Studies on Generalized Implication Operation and Generalized Series Reasoning Operation

泛“蕴含”运算是广泛存在于经验性思维、不确定性推理和各种多值逻辑系统具有普遍意义的逻辑运算之一．但常见蕴含算子往往凭主观经验给定，缺乏理论指导和使用的有效性分析，具有很大的随意性和盲目性．本文首先研究了“蕴含”运算的思想基础，认为“蕴含”运算是“串行推理”运算的逆运算．然后提出了“蕴含”公理，从代数系统角度给出了“蕴含”运算的定义，提出并证明了“蕴含”运算的表示定理，对常见的蕴含算子进行了有效性分析．最后研究了“蕴含”运算在“串行推理”运算中的运用．从而克服了已有的蕴含运算理论存在的不足．这样实际应用就可根据“蕴含”公理和“蕴含”运算的表示定理设计“蕴含”算子和泛“蕴含”运算公式簇。
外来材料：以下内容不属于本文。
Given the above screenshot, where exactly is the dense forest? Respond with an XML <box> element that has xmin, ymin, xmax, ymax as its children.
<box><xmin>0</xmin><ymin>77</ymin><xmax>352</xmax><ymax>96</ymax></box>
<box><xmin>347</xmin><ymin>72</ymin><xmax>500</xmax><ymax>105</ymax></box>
Generalized “IMPLICATION” operation (IO) is one of the logical operations that widely exist in experienced thinking, uncertain reasoning, and all kinds of multi valued logical systems and have general significance. But the applications often give the logical operators without theoretic guide and the analyses of their effectiveness. In addition, they are often given at will and blindly. The authors first study the thinking foundation of IO, hold that IO is the inverse operation of series reasoning operation, then put forward the IO axiom, give the definition of IO from the viewpoint of algebraic system, raise and prove the representation theorem of IO which guarantees that the operators generated by it belong to IO and all operators belonging to IO can be generated by it, compare and analyse the implication operators in common use, finally study the utilization of IO in series reasoning operation. Thus the faults that the existing theory about IO have been overcome, the applications can design the implication operators according to the IO axiom and the representation theorem of IO which provide the theoretic foundation for the designing of generalized implication operators and ensure the reasoning conclusions exact and believable.